À outra agência, a Associated Press, o morador da favela palco dos protestos nesta terça declarou que as ocupações policiais pelas Unidades de Polícia Pacificadoras são um fracasso. “Este esforço para pacificar as favelas é um fracasso, a violência policial só está substituindo o que os traficantes de drogas realizavam antes”, disse.

Já a Al Jazeera, do Catar, ressaltou o fato de uma favela “pacificada” ter sido palco de atos violentos. Ao contrário dos demais veículos que destacaram a chegada da Copa do Mundo, a Al Jazeera lembrou que a favela fica a poucos metros do local de eventos de natação das Olimpíadas de 2016.

Violência desmedida

Douglas foi visto à 1h de terça-feira (22) e o corpo foi encontrado horas depois, por volta das 10h, dentro de uma escola municipal, na favela, por policiais da Unidade de Polícia Pacificadora (UPP).
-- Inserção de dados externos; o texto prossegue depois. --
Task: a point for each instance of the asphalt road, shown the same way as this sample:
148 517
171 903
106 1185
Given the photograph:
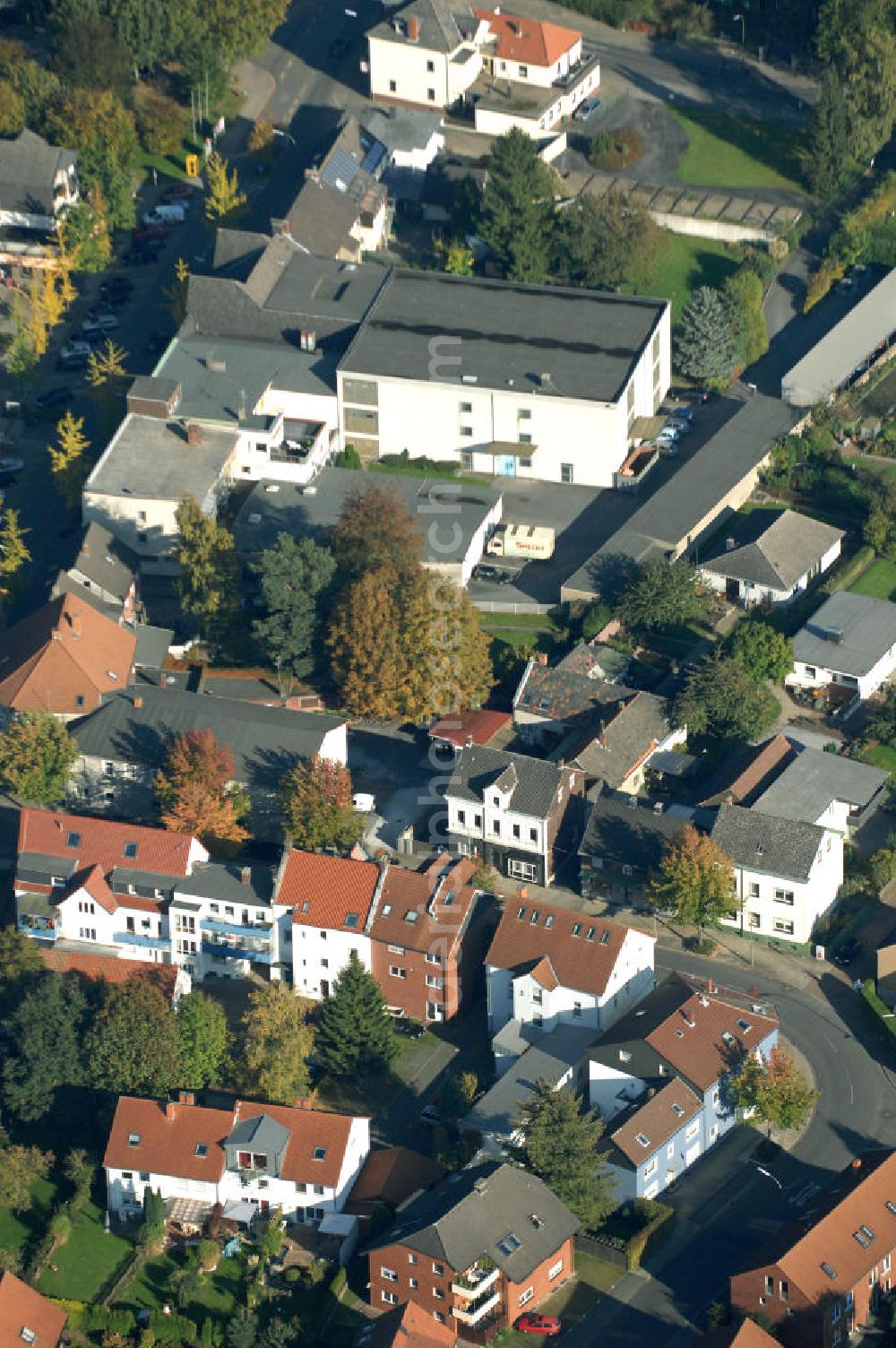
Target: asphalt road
727 1205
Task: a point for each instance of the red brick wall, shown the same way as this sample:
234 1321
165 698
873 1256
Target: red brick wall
398 1257
543 1285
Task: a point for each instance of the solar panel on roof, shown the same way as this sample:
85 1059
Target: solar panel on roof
340 170
374 157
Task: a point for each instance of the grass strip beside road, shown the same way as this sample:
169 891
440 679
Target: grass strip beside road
736 152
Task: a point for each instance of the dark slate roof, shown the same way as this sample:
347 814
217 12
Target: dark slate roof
224 880
29 166
580 684
264 740
623 831
548 1056
625 739
442 26
478 1206
814 780
866 631
586 341
106 561
762 842
773 549
480 767
673 514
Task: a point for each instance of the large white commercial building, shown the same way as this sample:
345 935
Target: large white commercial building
537 382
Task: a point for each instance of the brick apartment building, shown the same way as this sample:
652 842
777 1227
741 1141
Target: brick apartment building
820 1283
476 1252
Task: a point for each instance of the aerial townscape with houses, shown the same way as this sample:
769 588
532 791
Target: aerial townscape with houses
448 674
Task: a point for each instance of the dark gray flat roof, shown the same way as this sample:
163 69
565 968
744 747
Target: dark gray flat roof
291 511
588 341
668 519
866 631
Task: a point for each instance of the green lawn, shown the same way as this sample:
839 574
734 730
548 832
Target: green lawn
728 151
879 580
685 264
882 756
86 1260
16 1230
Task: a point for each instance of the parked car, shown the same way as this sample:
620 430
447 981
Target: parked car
848 952
491 573
178 192
586 108
100 325
535 1324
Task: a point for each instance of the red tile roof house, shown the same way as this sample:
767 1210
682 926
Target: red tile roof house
62 658
27 1320
476 1252
818 1285
659 1077
420 935
267 1155
99 887
550 965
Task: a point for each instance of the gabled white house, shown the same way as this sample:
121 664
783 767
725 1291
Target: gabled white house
550 967
251 1158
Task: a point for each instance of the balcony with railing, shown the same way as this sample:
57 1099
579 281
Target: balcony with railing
475 1312
143 940
236 929
235 948
476 1280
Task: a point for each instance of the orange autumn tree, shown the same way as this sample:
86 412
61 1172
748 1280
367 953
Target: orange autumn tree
197 791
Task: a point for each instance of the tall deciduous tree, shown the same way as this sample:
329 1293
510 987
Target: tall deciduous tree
375 529
695 879
703 348
208 566
224 201
134 1046
721 701
202 1029
762 652
518 208
37 755
317 802
355 1033
660 595
197 793
43 1046
294 575
277 1042
775 1088
561 1146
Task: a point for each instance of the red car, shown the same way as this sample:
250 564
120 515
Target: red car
535 1324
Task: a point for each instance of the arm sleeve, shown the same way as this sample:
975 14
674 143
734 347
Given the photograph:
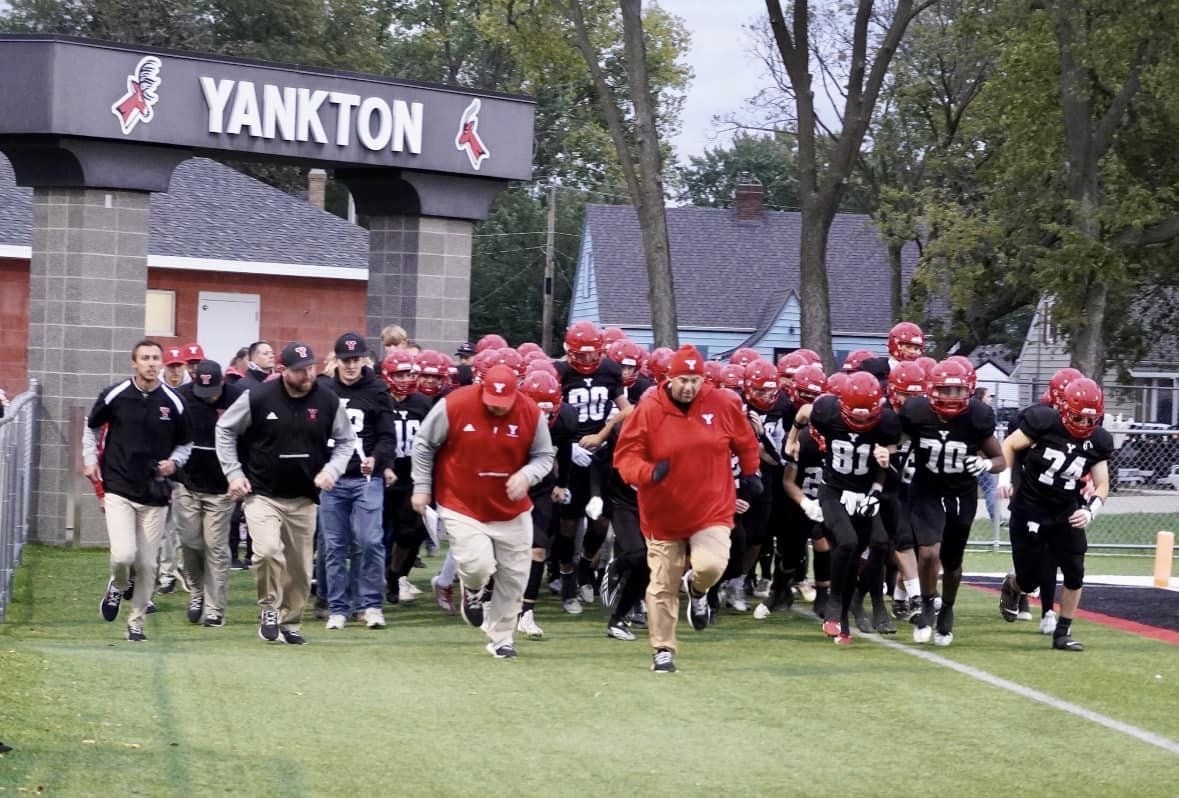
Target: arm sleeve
344 443
232 423
540 454
429 439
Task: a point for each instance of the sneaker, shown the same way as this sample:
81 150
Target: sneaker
527 625
619 631
697 608
112 599
1009 599
507 651
663 661
268 625
473 606
1048 622
292 638
443 595
196 607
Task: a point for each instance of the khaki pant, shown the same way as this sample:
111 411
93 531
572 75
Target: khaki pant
283 532
134 531
202 520
665 558
494 548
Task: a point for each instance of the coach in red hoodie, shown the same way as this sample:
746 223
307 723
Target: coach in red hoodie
677 450
480 449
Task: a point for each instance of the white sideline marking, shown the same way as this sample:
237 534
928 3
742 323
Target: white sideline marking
1034 694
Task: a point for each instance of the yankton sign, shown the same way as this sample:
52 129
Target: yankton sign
53 86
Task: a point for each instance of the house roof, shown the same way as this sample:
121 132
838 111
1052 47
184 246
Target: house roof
215 212
738 275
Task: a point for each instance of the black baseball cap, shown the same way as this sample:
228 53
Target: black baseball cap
208 380
350 344
297 355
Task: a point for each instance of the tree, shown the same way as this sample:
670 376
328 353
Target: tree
823 183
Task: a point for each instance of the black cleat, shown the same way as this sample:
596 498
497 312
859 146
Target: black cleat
112 599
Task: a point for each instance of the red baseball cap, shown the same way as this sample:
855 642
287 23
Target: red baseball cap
499 387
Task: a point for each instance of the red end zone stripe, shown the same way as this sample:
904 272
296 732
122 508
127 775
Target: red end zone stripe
1112 621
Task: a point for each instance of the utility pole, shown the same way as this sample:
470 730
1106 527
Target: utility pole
546 331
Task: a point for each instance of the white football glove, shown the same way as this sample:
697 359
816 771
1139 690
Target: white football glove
812 510
581 456
976 465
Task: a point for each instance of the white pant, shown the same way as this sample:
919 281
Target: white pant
493 548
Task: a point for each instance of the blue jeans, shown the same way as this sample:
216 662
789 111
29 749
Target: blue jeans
350 526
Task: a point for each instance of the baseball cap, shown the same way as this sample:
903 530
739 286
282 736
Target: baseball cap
206 381
350 344
193 351
297 355
499 387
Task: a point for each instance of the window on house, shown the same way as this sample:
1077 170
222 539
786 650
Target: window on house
159 312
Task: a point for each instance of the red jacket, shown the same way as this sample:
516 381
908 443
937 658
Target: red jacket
698 490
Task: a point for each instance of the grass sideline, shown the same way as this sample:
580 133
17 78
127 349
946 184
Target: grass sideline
420 709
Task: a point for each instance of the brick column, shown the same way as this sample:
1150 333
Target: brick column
420 278
87 287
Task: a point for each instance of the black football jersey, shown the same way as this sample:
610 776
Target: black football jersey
592 396
848 463
407 416
1053 467
940 447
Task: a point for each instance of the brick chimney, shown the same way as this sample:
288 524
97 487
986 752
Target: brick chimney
749 198
316 186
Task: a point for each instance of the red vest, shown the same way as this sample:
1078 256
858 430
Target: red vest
481 452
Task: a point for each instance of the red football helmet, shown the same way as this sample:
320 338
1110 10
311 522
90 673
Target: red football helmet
906 342
400 373
659 363
855 360
907 378
491 341
433 371
949 388
584 344
836 383
810 382
1081 407
1058 383
862 402
744 356
762 384
544 389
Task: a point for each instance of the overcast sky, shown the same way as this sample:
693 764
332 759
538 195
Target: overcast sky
726 73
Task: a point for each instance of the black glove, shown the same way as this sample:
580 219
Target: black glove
660 473
751 486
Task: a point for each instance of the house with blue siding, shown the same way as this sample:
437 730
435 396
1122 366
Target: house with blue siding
737 277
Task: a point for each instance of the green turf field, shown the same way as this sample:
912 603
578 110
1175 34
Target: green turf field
420 710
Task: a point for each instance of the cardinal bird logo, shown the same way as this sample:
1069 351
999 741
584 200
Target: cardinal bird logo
142 94
468 136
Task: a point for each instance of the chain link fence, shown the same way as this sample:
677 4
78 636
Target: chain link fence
1144 470
18 434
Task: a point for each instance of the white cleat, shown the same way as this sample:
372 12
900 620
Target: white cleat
527 625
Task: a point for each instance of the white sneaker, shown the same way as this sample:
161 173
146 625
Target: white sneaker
1048 622
527 625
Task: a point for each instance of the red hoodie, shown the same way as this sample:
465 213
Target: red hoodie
698 490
A assessoria de imprensa do Comando de Polícia Pacificadora informou que a polícia foi chamada por moradores para retirar um corpo encontrado dentro da escola, que não tinha sinais de bala.

Mas, segundo a ONG Justiça Global e a Rede de Comunidades e Movimentos Contra a Violência, com base em denúncia de moradores, a morte do rapaz foi consequência de espancamento, por policiais da UPP. A entidade destaca que o Rio registra mais de 500 mortos por mês, além dos milhares de desaparecimentos, provocados por uma violência desmedida.

A mãe do dançarino, Maria de Fátima da Silva, disse ter a convicção de que Douglas foi torturado e comparou a morte do filho, o dançarino DG, ao desaparecimento de Amarildo e disse que “UPPs são uma farsa”. Já o advogado Rodrigo Mondego disse que a família estranhou o fato de o corpo ter sido achado molhado, apesar de não ter chovido na região e da área não ter saída de água. “O rosto dele estava muito machucado, como se tivesse apanhado muito”.

O laudo do Instituto Médico Legal (IML), segundo o Jornal da Globo,  aponta que o jovem morreu por causa de uma “hemorragia interna decorrente de laceração pulmonar decorrente de ferimento transfixante do tórax. Ação pérfuro-contundente”. A Polícia Civil confirmou que havia uma perfuração de tiro no corpo.

O comandante das unidades de Polícia Pacificadora (UPPs), coronel Frederico Caldas, disse que houve um tiroteio na comunidade por volta das 22h, mas não foi registrada nenhuma vítima. Segundo Caldas, além da investigação da Polícia Civil, a Polícia Militar abriu um processo para apurar o que ocorreu no dia do tiroteio. Pelo menos oito policiais da UPP do Pavão-Pavãozinho que participaram do tiroteio serão ouvidos tanto pela Polícia Civil quanto pela Polícia Militar.

O secretário de Segurança do Rio de Janeiro, José Mariano Beltrame, disse nesta quarta-feira, em coletiva à imprensa, que está acompanhando as investigações. Beltrame informou que não foi encontrada cápsula de bala próxima ao corpo do rapaz. Por isso, não há como fazer um confronto balístico com as armas dos dez policiais que participaram da operação na comunidade. Quatro deles já foram ouvidos na Delegacia de Homicídios e nenhum deles terá a arma apreendida.

Enquanto isso, as operações policiais continuam ocorrendo nas favelas do Rio, a menos de dois meses do início da Copa do Mundo. Nelas, registram-se mortos e feridos, mas raramente a polícia se responsabiliza por eles. Nem os cinco anos que decorreram desde o início do projeto pacificador das favelas cariocas e nem o incentivo que supõe que seria a celebração dos dois maiores eventos esportivos do planeta (Copa do Mundo e as Olimpíadas) serviram muito para evitar que a violência caísse definitivamente sobre o Rio de Janeiro.

*Com informações do El País (Edição Brasil), Terra Notícias, Zero Hora e Vitor Abdala (Agência Brasil/Tribuna da Bahia).